Штаб помощи пострадавшим Русской Православной Церкви на территории храма святого Архангела Михаила в Крымске — первый волонтерский центр, появившийся в Крымске на следующий же день после трагедии. На протяжении всех спасательных и восстановительных работ он остается крупнейшим в городе: за десять дней через него прошло больше семисот тонн гуманитарной помощи. Один день в волонтерском штабе провел корреспондент «Фомы».
Адреса милосердия
Прошло десять дней после трагедии в Крымске — и в пострадавшей части города уже более или менее чисто. Редко где до сих пор лежат сломанные деревья, в основном их уже распилили и увезли. Воду откачали, хотя внутри домов грязи и ила по-прежнему много. Практически перед каждым двором на обочине выложена куча мусора из поломанной мебели, люди ждут, когда МЧС приедет с техникой. Техники на весь город не хватает. Стены новых кирпичных домов выстояли. Некоторые деревянные сложились, будто карточные. Попадаются ворота с крупными надписями «Все спаслись».
Старушка Раиса Тимофеевна живет в станице Нижнебаканской. На полу ее дома хлюпает серо-бурая жижа, мебель смыло, окна выбило.
Во время наводнения она каким-то чудом успела подняться на чердак по приставной лестнице. Сейчас этот чердак стал ее домом — на балках сохнет одежда, на деревянных перекрытиях лежит одеяло — часть гумпомощи, плотно сложенный кусок материи претендует на то, чтобы заменить собой подушку. Смотреть хладнокровно на то, как бабушка, дрожа вместе с лестницей, залезает на чердак — невозможно. Но Раиса Тимофеевна спокойна:
— Войну пережили — страшнее было. И это переживем.
Это все, что она может сказать в беседе со священником Романом Осташевским, клириком храма святого Архангела Михаила, который приехал вместе с мобильной бригадой и привез ей консервы, две пятилитровые канистры воды, одеяла. Волонтер, помощник батюшки, записывает, что еще Раисе Тимофеевне нужно, чтобы приехать на следующий день.
— Слава Богу, живы остались, — говорит отец Роман.
Другой пострадавшей, хозяйке разрушенного дома Татьяне, около тридцати лет.
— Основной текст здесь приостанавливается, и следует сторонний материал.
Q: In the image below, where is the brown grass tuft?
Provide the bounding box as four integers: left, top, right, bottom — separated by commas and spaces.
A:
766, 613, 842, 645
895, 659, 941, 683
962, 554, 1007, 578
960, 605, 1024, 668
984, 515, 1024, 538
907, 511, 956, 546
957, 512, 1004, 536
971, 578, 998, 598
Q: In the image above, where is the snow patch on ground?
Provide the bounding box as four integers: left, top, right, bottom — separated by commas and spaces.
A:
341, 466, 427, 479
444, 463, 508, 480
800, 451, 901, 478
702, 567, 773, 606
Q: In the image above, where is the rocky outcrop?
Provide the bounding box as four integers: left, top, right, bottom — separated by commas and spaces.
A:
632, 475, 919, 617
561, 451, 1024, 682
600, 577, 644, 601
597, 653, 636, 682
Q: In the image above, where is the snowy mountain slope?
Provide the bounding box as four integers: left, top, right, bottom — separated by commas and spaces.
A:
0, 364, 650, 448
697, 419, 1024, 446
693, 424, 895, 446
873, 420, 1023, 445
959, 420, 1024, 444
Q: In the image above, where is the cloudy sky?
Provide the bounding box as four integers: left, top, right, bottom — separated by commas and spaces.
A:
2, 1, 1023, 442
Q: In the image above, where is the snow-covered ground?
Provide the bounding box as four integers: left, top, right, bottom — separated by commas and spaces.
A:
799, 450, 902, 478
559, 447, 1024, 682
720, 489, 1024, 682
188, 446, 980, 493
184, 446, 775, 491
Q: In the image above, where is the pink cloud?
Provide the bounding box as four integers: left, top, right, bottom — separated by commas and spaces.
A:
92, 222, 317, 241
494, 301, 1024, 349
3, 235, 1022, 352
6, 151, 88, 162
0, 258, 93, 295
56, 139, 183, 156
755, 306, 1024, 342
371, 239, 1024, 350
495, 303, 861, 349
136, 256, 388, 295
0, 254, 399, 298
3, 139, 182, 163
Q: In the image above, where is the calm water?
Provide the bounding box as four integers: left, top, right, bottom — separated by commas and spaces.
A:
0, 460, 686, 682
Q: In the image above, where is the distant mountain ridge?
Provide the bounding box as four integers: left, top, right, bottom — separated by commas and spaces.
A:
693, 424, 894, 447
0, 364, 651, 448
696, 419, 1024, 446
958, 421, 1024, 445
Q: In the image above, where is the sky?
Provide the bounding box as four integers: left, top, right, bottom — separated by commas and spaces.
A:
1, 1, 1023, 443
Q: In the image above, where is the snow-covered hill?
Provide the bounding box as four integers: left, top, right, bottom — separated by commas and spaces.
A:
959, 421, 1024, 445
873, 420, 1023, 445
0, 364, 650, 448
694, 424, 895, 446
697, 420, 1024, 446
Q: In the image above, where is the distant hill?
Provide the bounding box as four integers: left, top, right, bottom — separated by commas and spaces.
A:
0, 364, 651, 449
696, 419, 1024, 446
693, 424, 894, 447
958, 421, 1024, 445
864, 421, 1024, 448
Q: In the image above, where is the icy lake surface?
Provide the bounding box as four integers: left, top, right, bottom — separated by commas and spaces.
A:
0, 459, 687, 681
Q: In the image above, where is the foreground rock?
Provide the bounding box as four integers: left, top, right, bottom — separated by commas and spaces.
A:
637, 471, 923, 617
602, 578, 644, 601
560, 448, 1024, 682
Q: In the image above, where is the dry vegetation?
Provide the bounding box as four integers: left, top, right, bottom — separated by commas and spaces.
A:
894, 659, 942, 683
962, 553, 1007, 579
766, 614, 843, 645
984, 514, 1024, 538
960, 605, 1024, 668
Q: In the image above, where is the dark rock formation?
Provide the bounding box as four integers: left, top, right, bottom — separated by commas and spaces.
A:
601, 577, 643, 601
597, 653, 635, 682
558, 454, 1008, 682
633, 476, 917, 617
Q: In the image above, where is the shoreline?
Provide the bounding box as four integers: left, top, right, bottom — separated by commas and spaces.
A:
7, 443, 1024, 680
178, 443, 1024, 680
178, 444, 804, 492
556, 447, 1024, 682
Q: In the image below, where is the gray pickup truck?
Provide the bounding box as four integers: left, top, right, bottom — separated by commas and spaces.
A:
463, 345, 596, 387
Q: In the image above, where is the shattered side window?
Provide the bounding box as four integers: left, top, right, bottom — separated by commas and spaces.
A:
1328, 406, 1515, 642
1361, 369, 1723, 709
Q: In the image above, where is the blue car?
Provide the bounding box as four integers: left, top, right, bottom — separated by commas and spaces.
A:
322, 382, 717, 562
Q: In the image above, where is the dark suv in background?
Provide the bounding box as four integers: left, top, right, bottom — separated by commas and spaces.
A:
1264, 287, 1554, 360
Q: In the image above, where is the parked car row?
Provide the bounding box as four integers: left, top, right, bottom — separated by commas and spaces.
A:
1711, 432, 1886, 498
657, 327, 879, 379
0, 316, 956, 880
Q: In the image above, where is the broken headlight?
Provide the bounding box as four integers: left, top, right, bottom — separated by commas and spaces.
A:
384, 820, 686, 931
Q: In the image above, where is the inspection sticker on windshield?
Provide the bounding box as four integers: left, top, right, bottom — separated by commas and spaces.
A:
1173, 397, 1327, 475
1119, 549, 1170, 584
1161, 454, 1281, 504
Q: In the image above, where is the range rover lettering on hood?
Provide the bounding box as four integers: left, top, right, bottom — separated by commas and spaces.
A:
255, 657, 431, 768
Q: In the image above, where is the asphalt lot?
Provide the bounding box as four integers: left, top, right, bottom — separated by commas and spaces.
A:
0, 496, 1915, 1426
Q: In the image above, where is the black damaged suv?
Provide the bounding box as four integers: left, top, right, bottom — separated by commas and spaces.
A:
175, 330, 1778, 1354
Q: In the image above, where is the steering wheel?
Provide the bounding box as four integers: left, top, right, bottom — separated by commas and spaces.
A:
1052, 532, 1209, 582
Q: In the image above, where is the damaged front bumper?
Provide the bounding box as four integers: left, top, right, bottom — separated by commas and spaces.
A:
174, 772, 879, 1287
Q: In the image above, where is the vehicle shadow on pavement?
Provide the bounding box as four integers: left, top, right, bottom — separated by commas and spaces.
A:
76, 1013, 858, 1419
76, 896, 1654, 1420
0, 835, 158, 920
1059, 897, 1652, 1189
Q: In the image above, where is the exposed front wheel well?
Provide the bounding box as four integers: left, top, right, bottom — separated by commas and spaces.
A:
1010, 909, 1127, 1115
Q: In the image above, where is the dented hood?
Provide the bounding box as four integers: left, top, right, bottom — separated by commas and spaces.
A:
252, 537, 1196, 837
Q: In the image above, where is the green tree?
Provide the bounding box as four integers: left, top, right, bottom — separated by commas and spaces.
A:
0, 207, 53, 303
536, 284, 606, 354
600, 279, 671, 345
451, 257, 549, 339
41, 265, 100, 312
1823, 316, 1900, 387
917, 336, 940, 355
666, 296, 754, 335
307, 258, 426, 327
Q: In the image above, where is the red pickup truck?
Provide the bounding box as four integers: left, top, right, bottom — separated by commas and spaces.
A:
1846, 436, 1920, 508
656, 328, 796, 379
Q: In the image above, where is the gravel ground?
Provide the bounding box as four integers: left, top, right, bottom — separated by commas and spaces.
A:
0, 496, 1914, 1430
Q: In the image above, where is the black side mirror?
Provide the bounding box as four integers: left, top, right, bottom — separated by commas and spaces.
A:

Перед ее домом выставлена табуретка с картонной коробкой, на которой написано «консервы». Здесь это общепринятый знак — все поймут, что человек ждет помощи. Увидев его, мобильная группа тут же останавливается: несмотря на то, что этого адреса в планах не было, у мобильной группы всегда есть с собой резерв.
Татьяне отец Роман тоже говорит:
— Слава Богу, живы остались, — но добавляет: — А вещи, которые потеряли — дело наживное.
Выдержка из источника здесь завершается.